Nikt nigdy nie powiedział na głos, że "Toy Story 3" było ostatnią częścią serii o przygodach ożywionych zabawek. A jednak, wszyscy przyjęli to za pewnik. Tym większy zdziwienie i radość zapanowały, gdy ogłoszono, że powstanie następna odsłona przygód Kowboja Chudego i Buzza Astrala.

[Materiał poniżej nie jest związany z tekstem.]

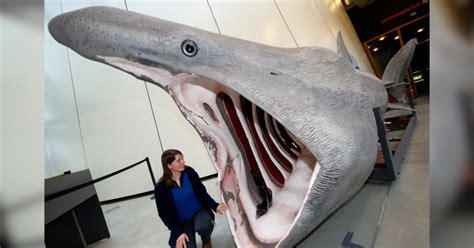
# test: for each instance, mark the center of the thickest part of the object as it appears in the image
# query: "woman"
(184, 204)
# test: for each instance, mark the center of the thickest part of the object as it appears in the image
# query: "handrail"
(82, 185)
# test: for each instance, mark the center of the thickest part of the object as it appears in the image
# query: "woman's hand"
(221, 208)
(182, 240)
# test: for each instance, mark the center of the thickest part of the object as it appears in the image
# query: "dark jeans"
(201, 223)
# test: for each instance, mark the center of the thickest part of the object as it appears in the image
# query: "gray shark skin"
(310, 96)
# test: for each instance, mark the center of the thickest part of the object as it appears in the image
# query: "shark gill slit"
(280, 140)
(273, 149)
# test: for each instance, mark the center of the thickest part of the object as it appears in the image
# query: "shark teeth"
(265, 172)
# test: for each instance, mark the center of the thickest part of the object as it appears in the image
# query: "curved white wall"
(103, 119)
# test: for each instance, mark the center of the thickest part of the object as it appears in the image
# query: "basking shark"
(290, 131)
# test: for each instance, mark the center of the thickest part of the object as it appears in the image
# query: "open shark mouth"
(291, 132)
(265, 172)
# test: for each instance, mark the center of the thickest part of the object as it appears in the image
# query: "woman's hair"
(168, 157)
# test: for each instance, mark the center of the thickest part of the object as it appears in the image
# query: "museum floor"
(382, 214)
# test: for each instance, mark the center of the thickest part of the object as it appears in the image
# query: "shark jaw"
(265, 172)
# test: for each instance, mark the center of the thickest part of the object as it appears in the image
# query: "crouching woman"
(183, 203)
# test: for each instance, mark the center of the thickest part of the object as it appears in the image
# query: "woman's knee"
(204, 223)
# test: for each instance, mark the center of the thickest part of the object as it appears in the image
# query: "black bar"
(80, 186)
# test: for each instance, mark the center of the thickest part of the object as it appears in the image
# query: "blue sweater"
(167, 209)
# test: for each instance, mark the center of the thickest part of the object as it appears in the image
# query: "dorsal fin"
(341, 47)
(397, 69)
(398, 65)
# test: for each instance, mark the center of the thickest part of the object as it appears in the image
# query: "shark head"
(290, 130)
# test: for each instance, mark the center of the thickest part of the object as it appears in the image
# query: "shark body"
(290, 130)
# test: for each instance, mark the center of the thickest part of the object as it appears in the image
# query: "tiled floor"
(382, 214)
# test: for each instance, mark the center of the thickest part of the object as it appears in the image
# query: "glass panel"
(383, 49)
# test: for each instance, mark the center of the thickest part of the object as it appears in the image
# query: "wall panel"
(306, 24)
(63, 144)
(336, 18)
(257, 21)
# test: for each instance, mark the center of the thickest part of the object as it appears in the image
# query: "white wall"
(100, 118)
(21, 125)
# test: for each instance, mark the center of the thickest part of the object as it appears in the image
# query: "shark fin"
(396, 69)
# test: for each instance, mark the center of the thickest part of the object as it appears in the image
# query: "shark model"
(290, 131)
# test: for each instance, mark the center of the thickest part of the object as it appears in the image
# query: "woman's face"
(178, 163)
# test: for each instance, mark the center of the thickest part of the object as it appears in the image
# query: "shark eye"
(189, 48)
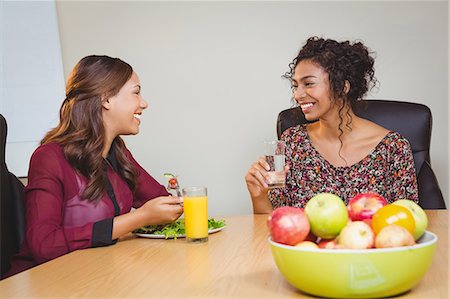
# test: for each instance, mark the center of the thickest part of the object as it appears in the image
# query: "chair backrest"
(12, 221)
(411, 120)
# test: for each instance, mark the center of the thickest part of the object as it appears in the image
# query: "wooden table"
(236, 262)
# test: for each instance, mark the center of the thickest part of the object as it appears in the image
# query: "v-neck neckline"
(358, 163)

Po (nieco na wyrost) okrzykniętej najlepszym filmem animowanym wszech czasów i jednym z najlepszych filmów w historii kina "trójce", panuje jednak obawa, czy aby "Toy Story 4" utrzyma poziom. Ale Johnowi Lasseterowi można ufać. Czy zabawki odnajdą zaginioną pasterkę, Bou? Na odpowiedź trochę jeszcze poczekamy.
"Toy Story 3"
Na liście miał znaleźć się także "Dzień Niepodległości: odrodzenie" (premiera 24. czerwca 2016 r.), ale pierwszy zwiastun nie oczarował, a zamiana Willa Smitha na Liama Hemswortha okazała się wystarczająco demotywująca, by o filmie Rolanda Emmericha co najwyżej tylko napomknąć.